A study prepared by the British Legatum Institute with the support of Erste Group examined work-related migration trends between 2000 and 2015. During the analyzed period, 400,000 people came to the Czech Republic, which is 3.5 percent more than how many have left the country. The net migration rate has begun to reverse after the Czech accession to the EU in 2004. Over the last year, nearly 30,000 people came to the country.
Such net migration rates leave the Czech labor market the second most attractive in Central Europe right after Austria with a positive rate of 7.4 percent. For example, Hungary has a positive 1.1 and Slovakia 0.1 percent. On the other hand, typical emigrant countries include Albania, Latvia, Lithuania, and Romania.
While Ukraine is not mentioned, it is a number one source of migrants coming to the Czech Republic.
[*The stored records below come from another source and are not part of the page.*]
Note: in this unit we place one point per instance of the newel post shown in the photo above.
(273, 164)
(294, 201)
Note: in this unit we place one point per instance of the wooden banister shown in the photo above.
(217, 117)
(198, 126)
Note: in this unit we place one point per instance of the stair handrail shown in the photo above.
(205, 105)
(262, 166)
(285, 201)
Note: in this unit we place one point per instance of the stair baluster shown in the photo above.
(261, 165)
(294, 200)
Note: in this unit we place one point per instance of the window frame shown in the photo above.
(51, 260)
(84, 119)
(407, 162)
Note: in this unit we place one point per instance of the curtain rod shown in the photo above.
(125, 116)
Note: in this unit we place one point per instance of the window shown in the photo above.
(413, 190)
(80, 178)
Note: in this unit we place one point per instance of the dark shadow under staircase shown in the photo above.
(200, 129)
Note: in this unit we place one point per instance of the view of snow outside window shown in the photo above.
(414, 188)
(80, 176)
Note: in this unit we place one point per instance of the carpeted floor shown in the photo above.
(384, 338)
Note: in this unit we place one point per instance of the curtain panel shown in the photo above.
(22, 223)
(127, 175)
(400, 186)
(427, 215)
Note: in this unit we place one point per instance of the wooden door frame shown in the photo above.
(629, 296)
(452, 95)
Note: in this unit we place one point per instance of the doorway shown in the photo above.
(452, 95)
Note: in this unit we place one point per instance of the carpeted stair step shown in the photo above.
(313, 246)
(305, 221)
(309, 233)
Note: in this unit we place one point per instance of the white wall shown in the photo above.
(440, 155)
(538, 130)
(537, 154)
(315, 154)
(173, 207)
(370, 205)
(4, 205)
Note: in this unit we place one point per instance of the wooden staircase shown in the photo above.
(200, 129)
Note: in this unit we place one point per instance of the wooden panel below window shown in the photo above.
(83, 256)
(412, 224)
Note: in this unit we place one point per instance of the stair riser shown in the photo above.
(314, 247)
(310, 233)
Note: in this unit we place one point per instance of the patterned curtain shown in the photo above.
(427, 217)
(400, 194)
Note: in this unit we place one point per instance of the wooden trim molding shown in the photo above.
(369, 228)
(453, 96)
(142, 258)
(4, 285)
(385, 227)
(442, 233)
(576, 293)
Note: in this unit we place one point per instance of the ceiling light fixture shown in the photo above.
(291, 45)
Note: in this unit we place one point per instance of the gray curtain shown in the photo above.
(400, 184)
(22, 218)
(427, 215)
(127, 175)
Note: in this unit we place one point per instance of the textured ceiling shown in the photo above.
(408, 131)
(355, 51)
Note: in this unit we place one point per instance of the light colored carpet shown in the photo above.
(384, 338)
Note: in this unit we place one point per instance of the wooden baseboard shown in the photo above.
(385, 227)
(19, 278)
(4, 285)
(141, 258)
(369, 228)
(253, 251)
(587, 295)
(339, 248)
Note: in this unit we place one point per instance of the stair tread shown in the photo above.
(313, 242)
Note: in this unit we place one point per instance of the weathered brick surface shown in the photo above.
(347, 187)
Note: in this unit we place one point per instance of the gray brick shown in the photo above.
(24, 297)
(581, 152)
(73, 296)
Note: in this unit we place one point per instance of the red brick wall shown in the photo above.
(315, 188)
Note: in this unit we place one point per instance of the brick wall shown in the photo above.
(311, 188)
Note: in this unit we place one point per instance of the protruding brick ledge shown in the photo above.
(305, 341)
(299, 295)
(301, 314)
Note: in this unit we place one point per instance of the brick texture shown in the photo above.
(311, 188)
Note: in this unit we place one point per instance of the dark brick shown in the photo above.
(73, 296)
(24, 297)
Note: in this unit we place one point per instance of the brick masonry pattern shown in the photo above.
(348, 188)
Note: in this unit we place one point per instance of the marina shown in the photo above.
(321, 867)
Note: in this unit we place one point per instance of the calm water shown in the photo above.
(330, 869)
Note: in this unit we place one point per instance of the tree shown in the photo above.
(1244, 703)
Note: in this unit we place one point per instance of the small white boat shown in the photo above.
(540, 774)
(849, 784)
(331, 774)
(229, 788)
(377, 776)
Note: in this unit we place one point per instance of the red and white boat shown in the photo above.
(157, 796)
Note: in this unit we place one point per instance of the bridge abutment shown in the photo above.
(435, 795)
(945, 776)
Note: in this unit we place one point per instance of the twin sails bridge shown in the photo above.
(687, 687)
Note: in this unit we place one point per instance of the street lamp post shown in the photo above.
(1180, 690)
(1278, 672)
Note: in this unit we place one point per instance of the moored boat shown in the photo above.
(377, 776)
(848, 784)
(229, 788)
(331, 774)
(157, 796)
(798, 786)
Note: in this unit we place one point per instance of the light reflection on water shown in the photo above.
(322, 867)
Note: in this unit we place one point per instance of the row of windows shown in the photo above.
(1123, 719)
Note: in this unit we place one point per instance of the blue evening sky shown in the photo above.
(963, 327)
There is a special governmental program for workers from Ukraine, Serbia, and Mongolia that matches existing demand with foreign applicants.
Additionally, the report shows workers’ satisfaction. The Czech Republic is again second right after Austria regarding an overall standard of living. When it comes to their satisfaction with salary, the Czech market is fourth after Lithuania, Slovenia, and Austria.
Work-related migration is going to dominate in Europe for another decade at least. So far, the Czech Republic doesn’t have a problem with closed communities of Gastarbeiters and large groups of unintegrated migrants, which could potentially be a security threat for the country.